Cancer Biology & Genetics Program, Memorial Sloan Kettering Cancer Center, New York, NY 10065.
Department of Medicine, Memorial Sloan Kettering Cancer Center, New York, NY 10065.
Proc Natl Acad Sci U S A. 2019 Jun 25;116(26):12851-12856. doi: 10.1073/pnas.1817662116. Epub 2019 Jun 10.

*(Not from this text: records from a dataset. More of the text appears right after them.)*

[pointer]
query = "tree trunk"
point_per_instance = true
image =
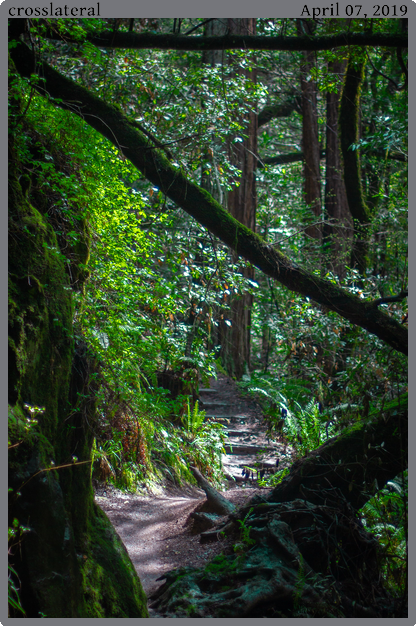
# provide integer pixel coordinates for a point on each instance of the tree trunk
(350, 134)
(310, 140)
(217, 502)
(241, 203)
(353, 465)
(154, 164)
(338, 227)
(304, 552)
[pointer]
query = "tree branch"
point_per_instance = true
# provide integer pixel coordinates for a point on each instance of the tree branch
(399, 298)
(272, 111)
(137, 41)
(172, 181)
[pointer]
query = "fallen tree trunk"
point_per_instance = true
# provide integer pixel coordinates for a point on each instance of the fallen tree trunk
(303, 550)
(217, 503)
(353, 465)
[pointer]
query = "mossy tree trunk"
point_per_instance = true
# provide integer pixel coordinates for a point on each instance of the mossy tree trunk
(154, 164)
(242, 205)
(70, 561)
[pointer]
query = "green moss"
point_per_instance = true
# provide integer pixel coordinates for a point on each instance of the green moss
(47, 369)
(111, 585)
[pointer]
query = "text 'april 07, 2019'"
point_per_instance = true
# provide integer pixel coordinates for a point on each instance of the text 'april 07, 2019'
(354, 10)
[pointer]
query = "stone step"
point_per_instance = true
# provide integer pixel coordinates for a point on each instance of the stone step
(228, 416)
(239, 433)
(211, 405)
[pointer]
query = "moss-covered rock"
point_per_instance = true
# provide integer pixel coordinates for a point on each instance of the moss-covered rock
(70, 561)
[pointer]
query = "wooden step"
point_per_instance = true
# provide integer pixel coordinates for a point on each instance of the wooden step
(228, 416)
(246, 449)
(214, 404)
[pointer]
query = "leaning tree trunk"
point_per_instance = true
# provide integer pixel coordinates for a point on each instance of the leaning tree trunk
(144, 154)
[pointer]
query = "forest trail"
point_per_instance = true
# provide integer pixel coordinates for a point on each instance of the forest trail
(248, 449)
(157, 529)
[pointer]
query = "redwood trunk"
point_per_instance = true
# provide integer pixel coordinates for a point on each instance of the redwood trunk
(338, 228)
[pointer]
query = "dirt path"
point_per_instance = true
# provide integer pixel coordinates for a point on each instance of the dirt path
(156, 530)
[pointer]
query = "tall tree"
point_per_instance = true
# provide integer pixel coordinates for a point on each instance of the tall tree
(310, 136)
(337, 229)
(241, 202)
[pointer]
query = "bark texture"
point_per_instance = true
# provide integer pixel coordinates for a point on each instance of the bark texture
(338, 227)
(310, 142)
(350, 134)
(304, 552)
(242, 204)
(154, 164)
(137, 41)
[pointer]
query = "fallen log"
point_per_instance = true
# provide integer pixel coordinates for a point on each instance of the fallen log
(217, 502)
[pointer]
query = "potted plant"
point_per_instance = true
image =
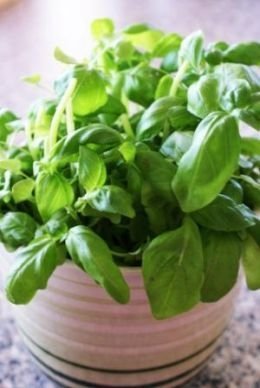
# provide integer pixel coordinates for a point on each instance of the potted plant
(134, 192)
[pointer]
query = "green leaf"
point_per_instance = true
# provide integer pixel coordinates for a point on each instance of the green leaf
(90, 92)
(251, 190)
(22, 190)
(173, 271)
(247, 53)
(142, 36)
(158, 171)
(251, 263)
(6, 117)
(98, 134)
(204, 95)
(254, 230)
(92, 254)
(181, 119)
(170, 62)
(92, 169)
(111, 199)
(31, 271)
(223, 214)
(222, 253)
(102, 28)
(153, 118)
(229, 72)
(176, 145)
(17, 229)
(63, 57)
(191, 49)
(167, 44)
(52, 192)
(209, 163)
(250, 145)
(164, 86)
(136, 28)
(237, 94)
(250, 115)
(141, 83)
(12, 165)
(128, 151)
(234, 190)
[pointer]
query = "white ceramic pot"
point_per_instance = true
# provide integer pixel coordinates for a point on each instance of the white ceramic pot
(80, 337)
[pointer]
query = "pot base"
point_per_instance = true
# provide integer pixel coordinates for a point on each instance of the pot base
(81, 338)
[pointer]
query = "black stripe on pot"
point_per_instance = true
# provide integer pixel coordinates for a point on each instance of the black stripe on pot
(121, 371)
(89, 384)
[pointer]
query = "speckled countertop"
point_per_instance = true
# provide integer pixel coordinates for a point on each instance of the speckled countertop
(29, 30)
(235, 364)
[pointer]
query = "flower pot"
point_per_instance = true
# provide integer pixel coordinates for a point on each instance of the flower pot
(80, 337)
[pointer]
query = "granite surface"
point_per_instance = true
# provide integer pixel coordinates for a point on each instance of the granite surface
(235, 364)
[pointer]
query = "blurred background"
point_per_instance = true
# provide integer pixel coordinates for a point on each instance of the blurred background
(30, 29)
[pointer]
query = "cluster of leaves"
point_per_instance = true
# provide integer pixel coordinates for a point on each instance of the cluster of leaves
(138, 160)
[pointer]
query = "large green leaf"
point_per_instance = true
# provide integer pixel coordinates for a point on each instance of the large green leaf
(209, 163)
(111, 199)
(173, 271)
(247, 53)
(152, 120)
(98, 134)
(92, 169)
(191, 49)
(176, 145)
(141, 83)
(17, 229)
(52, 192)
(204, 95)
(92, 254)
(222, 253)
(223, 214)
(158, 171)
(31, 270)
(90, 93)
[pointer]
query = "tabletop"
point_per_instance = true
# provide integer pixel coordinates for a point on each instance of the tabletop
(29, 31)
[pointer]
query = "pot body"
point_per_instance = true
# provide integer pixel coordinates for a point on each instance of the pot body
(80, 337)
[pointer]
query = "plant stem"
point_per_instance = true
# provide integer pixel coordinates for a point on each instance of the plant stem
(178, 78)
(58, 115)
(127, 126)
(28, 133)
(69, 117)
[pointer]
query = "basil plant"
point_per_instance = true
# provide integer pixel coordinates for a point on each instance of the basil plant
(138, 159)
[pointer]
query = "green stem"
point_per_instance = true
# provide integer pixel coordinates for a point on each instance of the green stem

Oncogenic IDH1/2 mutations produce 2-hydroxyglutarate (2HG), resulting in competitive inhibition of DNA and protein demethylation. IDH-mutant cancer cells show an inability to differentiate but whether 2HG accumulation is sufficient to perturb differentiation directed by lineage-specifying transcription factors is unknown. A MyoD-driven model was used to study the role of IDH mutations in the differentiation of mesenchymal cells. The presence of 2HG produced by oncogenic IDH2 blocks the ability of MyoD to drive differentiation into myotubes. DNA 5mC hypermethylation is dispensable while H3K9 hypermethylation is required for this differentiation block. IDH2-R172K mutation results in H3K9 hypermethylation and impaired accessibility at myogenic chromatin regions but does not result in genome-wide decrease in accessibility. The results demonstrate the ability of the oncometabolite 2HG to block transcription factor-mediated differentiation in a molecularly defined system.
致癌性 IDH1/2 突变会产生 2-羟基戊二酸(2HG),从而导致 DNA 和蛋白质去甲基化的竞争性抑制。IDH 突变型癌细胞表现出无法分化的特征,但 2HG 的积累是否足以扰乱由谱系特异性转录因子指导的分化尚不清楚。使用 MyoD 驱动的模型来研究 IDH 突变在间充质细胞分化中的作用。致癌性 IDH2 产生的 2HG 会阻止 MyoD 驱动分化为肌管的能力。DNA 5mC 高甲基化是可有可无的,而 H3K9 高甲基化对于这种分化阻断是必需的。IDH2-R172K 突变导致 H3K9 高甲基化和肌原性染色质区域的可及性受损,但不会导致全基因组可及性降低。这些结果表明,代谢物 2HG 能够在分子定义的系统中阻断转录因子介导的分化。